The National Cancer Institute, meanwhile, reports a lack of evidence that any of the following factors influence ovarian cancer risk:

The outlook for someone with ovarian cancer depends on several factors, including how early doctors detected it. Doctors only detect this cancer at an early stage in 20% of cases.

The outlook also depends on the location and spread of the tumor.

Most people with ovarian cancer live for at least 5 years after the diagnosis. According to the American Cancer Society, the 5-year survival rates are:

  • 93–98% for localized cases, in which the tumor has not spread
  • 75–94% for regional cases, in which the tumor has spread to areas near the ovaries
  • 31–73% for distant cases, in which the tumor has spread to distant areas of the body

It is worth keeping in mind that all survival rates are based on averages of past data, and they may not take into account recent advances in detection or treatment. And factors specific to each person can play an important role.

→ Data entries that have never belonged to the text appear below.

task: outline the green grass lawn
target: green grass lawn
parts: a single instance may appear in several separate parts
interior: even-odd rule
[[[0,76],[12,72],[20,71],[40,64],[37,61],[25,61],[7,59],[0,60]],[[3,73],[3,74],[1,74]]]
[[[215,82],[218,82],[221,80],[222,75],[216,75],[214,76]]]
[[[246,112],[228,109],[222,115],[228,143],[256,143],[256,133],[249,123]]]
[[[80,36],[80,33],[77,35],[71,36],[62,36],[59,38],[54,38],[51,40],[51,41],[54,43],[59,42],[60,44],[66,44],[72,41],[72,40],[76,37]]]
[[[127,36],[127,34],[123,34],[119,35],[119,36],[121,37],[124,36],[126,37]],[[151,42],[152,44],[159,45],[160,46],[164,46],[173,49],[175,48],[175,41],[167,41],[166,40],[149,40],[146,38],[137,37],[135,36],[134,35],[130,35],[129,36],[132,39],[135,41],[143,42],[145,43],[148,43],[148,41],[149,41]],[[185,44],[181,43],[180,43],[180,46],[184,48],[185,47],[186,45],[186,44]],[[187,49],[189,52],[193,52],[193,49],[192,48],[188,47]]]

A person with ovarian cancer has several treatment options, depending on factors such as the severity of the tumor. Doctors may suggest surgery to remove cancerous tissues and chemotherapy to kill remaining cancerous cells that are difficult to remove through surgery.

Learn more about ovarian cancer treatment here.

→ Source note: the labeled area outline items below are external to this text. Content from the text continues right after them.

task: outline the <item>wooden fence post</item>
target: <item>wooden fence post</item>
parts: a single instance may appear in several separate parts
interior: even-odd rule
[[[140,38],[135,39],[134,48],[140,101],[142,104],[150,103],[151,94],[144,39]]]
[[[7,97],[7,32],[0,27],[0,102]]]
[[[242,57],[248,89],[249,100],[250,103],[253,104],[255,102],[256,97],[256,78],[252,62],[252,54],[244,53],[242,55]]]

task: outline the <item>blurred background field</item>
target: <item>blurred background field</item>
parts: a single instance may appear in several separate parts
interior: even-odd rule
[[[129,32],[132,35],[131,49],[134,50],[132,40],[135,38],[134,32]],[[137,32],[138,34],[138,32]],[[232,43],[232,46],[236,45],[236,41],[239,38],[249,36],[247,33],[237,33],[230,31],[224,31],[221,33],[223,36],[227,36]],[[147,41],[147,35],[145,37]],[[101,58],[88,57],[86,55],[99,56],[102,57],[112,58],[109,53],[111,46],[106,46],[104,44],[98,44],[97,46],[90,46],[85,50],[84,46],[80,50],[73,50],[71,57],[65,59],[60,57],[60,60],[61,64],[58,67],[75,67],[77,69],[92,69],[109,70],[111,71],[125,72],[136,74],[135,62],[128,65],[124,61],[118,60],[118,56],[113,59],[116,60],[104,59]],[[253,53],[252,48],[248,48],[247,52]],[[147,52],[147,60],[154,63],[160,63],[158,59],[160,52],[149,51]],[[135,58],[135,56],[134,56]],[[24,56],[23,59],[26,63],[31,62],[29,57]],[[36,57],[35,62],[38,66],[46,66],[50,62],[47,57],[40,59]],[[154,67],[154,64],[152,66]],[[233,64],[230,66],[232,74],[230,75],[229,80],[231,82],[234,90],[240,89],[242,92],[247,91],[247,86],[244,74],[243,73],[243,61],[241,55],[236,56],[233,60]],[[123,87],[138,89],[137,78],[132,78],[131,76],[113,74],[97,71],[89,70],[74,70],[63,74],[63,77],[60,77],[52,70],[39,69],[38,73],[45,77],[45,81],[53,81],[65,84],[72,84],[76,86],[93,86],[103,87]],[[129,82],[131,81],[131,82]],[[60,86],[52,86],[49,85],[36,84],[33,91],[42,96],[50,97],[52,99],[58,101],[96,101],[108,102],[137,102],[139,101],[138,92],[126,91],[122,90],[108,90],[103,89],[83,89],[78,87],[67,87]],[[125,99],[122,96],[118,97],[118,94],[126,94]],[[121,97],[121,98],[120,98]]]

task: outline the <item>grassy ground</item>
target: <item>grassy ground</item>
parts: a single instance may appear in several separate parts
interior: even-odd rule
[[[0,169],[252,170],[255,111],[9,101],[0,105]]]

Anyone with symptoms of ovarian cancer should contact a doctor.

The American Cancer Society makes no recommendations about screening for people without an increased risk or symptoms.

For people with a high risk, a doctor may recommend regular screening, such as blood tests or ultrasounds. However, the American Cancer Society states that there is no evidence that regular screening reduces the risk of dying from ovarian cancer, for those with a high risk.

It is not currently possible to prevent ovarian cancer for most people. Avoiding risk factors could help, but many of the known risk factors are unavoidable, such as genetic mutations.

Most people have a low risk of ovarian cancer, and having one or more risk factors is likely to have only a small influence on this risk.

Several protective factors can lower the risk of ovarian cancer, such as taking oral contraceptives. However, these protective factors have their own risks and may be inappropriate for some people.